The ability to draw progresses from simply being able to make a mark on paper to lines to circles and then to the beginnings of stick figures.
From the beginning, kids draw what is important to them. They have that circle figured out, so then they add eyes and a mouth. Limbs come next, and for a while they’re drawn sprouting out of the head. After limbs come the torso, and the limbs are attached in the appropriate places. Hair usually starts appearing about this time as well. After the torso, the belly button. Boy, belly buttons are REALLY important for a while. Once a child has mastered the belly button, they start including hands, and later, feet.
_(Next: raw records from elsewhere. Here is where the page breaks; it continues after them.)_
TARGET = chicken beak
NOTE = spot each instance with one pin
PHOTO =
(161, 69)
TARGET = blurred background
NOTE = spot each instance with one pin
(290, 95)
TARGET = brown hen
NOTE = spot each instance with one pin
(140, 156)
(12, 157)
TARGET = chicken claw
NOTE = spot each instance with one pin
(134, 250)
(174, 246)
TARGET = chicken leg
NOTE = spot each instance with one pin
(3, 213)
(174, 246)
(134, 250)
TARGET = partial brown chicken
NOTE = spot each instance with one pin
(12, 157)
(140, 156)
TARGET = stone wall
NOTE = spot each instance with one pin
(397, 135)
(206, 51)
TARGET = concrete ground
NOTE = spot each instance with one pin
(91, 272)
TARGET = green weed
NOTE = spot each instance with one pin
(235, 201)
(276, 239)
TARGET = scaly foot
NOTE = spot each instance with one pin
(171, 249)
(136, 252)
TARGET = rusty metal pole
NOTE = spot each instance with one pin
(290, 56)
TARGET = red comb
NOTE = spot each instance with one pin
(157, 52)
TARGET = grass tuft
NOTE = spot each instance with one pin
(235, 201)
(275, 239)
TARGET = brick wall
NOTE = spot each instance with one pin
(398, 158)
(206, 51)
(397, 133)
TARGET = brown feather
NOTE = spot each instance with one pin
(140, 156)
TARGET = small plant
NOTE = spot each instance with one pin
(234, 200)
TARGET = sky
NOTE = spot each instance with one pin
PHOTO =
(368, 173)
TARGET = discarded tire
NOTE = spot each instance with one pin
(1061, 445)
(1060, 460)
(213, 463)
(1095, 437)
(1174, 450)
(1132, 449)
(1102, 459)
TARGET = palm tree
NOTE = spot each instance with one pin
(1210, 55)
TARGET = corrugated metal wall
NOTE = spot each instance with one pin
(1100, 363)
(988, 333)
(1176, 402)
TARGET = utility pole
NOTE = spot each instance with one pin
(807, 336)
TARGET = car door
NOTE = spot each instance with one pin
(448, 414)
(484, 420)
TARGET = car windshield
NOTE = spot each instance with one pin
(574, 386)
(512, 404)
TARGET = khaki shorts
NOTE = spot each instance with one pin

Hands and feet start off as lopsided ovals. After a while, fingers get drawn just as marks coming out of the oval. Number isn’t quite important at this point, and you can get kids drawing two or three or sometimes twelve fingers on one hand. Then the child makes “fat” fingers by drawing them as elongated "U"s coming off the hand. Once the artist gets to this point, they usually start drawing limbs as elongated ovals as well. Ears show up about now as well. Noses come very, very late, if ever.
Kids’ art is incredibly symbolic. They draw the stuff that matters. Size of people indicates they’re importance and a little bit of perception. Give a kid a piece of paper, ask him or her to draw their family, and they’ll start with themself - usually about 1/3 to 1/2 the heighth of the paper. Older siblings are a little bigger, younger siblings are smaller (not in realistic proportions, usually they look pretty similar in form). Moms are noticeably larger, and Dads are just huge.
Getting more specifically North American, ask a child to draw a house, and you’ll get an A frame dwelling with front door in the middle, windows on either side, a chimney above the roof, and a tree in the yard. An ambitious artist will add a doorknob, curtains, smoke for the chimney, apples to the tree, M birds in the sky, and daisies or tulips for flowers. Front doors, if they have color, are always red. The sun is almost always in the upper right corner. Sometimes the sky is just a blue line at the top of the page, but pretty soon, it’s everything above the grass line.
The archetype is incredibly consistent.
As children develop psychologically, they face challenges in their drawings. Transparency occurs when they try to draw overlapping objects (person in car, child holding hot dog), but haven’t figured out how. So, they draw both things, one on top of the other. Perspective is non-existant, and the picture plane gets more distorted than Cezanne or Picasso ever dreamt of as the child tries to fit in everything he or she deems important.
Pretty much, all of these changes tie into Piaget’s stages of psychological development, growth in perception, and ability to master symbolic and abstract thinking. Unfortunately, there comes a time (usually in late elementary school) where children’s drawing ability cannot keep up with their psychological development. Unable to accurately draw what they perceive, most kids give up drawing what matters to them and stick to copying cartoons and other things they feel comfortable with.